Four Essential Functions of the Church

Blog Post 10-17-18

One of the unexpected gifts of church planting is the often-forced opportunity to think critically and prayerfully over the most basic functions and purposes of the church. At every turn we have the opportunity to search the Scriptures and evaluate our cultural context to make informed, gospel-centered decisions.

In our church planting journey we have stripped away about every loose-end and unnecessary function of the church for a singular reason: to focus on the essentials of corporate gospel ministry. Just as a house builder cannot begin construction of the wood frame until the foundation is poured, level, and dried, we too cannot begin to build the programs or ministries of our church until the foundation is cured and set in place.

I believe that Acts 2:42 reveals the blueprints for a healthy, remarkably simple, and easy to replicate foundation for every church community.

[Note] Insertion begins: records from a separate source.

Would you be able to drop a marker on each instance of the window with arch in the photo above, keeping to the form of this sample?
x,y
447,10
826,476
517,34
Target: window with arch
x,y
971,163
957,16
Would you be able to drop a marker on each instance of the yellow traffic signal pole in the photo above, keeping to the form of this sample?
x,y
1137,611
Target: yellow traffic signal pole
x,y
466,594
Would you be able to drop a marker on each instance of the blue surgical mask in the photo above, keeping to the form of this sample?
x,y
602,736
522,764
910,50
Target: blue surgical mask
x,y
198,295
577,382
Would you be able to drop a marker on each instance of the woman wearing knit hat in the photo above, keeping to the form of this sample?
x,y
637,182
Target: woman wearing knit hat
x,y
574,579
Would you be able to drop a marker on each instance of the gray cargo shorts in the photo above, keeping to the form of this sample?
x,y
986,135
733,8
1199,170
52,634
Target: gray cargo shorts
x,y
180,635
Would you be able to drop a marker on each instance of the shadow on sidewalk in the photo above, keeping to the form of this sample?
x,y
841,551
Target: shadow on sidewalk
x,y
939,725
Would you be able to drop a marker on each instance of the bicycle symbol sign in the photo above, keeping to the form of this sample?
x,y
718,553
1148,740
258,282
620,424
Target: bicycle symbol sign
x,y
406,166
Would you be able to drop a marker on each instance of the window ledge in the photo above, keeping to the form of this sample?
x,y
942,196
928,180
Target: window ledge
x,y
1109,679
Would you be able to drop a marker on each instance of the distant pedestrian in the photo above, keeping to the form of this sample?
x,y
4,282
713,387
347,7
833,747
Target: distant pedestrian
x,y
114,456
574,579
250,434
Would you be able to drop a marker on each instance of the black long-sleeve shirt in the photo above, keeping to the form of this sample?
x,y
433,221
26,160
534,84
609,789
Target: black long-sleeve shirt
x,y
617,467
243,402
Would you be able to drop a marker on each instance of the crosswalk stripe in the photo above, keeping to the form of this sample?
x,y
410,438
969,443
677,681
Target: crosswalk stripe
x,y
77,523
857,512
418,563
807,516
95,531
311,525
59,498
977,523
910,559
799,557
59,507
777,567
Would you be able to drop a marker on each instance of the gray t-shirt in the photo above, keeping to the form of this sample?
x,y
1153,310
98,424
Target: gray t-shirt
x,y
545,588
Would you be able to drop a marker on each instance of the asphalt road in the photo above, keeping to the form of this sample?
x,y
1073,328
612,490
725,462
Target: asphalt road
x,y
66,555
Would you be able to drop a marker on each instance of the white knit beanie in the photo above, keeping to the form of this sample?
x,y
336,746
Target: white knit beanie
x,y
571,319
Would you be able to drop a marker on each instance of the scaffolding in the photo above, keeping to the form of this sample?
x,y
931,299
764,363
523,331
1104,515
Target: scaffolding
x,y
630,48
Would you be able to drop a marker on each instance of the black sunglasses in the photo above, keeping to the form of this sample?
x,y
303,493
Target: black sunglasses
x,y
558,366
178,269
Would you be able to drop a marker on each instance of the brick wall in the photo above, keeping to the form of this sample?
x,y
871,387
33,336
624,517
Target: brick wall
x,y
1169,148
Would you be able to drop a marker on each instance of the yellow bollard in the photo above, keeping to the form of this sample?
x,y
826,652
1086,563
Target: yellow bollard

Here, we find a brief description of the early church, only a few days following the outpouring of the Holy Spirit on all believers at Pentecost. This was a miraculous mass-conversion moment and suddenly thousands of new believers were beginning to organize themselves into smaller, local gatherings called an ekklesia, or “church”. In Acts 2:42, we read what these first believers devoted themselves to as four essential functions in their new communities.

“All the believers devoted themselves to the apostles’ teaching, and to fellowship, and to sharing in meals (including the Lord’s Supper), and to prayer.” (Acts 2:42, NLT)

1. Teaching

These new believers knew they had been given a life transformational message in Jesus Christ through the ministry of the apostles. Since each of the apostles had personally lived with and been students of Jesus Christ including witnesses of his death, resurrection, and ascension, they were by default the trusted source and teachers. But what exactly did the apostles teach? The gospel and mission. Just as Jesus was sent to share the gospel message, He also taught what it meant to live a life on mission for His Kingdom. Even in His final words to the apostles, Jesus instructed them to teach these very things to the world (see Matthew 28:18-20 and Acts 1:8). The apostles simply continued the teaching of Jesus, gospel & mission, and it was this teaching that the early churches were devoted to.

2. Fellowship

The early believers also emphasized fellowship with one another. They not only enjoyed each other’s company, but they intimately knew one another. They shared life, joys, sorrows, trials, and successes in the context of authentic relationships. They knew the names of one another’s children, they knew their family background, the nature of their business dealings, and their favorite hobbies. Superficial conversations around the weather, their favorite sports teams, and complaining about local politics was not of interest. To be in fellowship meant to be in deep and authentic relationship with one another.

3. Communion

Most Bible translations here will read “the breaking of bread”. The NLT here helps with an interpretive question by reading as, “sharing in meals (including the Lord’s Supper)”. To break bread with others was the formal act of communing with one another over a meal. It too was an act of relational intimacy. In the church, we often speak of communion as a formal ordinance of the church known as the Lord’s Supper. The same was for the New Testament church, but not exclusive from one another. In other words, communion was practiced both ways. Whether they participated in a formal breaking of bread and drinking of wine in remembrance of Christ or the sharing of a simple meal among fellow believers, both were acts of communing with one another and in their union with Jesus Christ. In our church plant we have opted to practice a traditional Lord’s Supper at each of our weekly gatherings along with the occasional sharing of meals together.

4. Prayer

Finally, the fourth essential function to a healthy gospel ministry is prayer. Whether these are formal prayers, spontaneous, elder-led, or personal, this is a natural expression of a local community of believers. Our individual and corporate intercession with the Father, in the Spirit, by way of the Son, is the satisfying experience that every believer is blessed to participate in. The veil that was once in place to separate us from our sin and God’s holiness has been torn because of Christ, and now we can approach our great heavenly Father with our joys, fears, and requests in prayer. This is where the great power of the church is found. In their collective prayers for one another, their communities, and the world.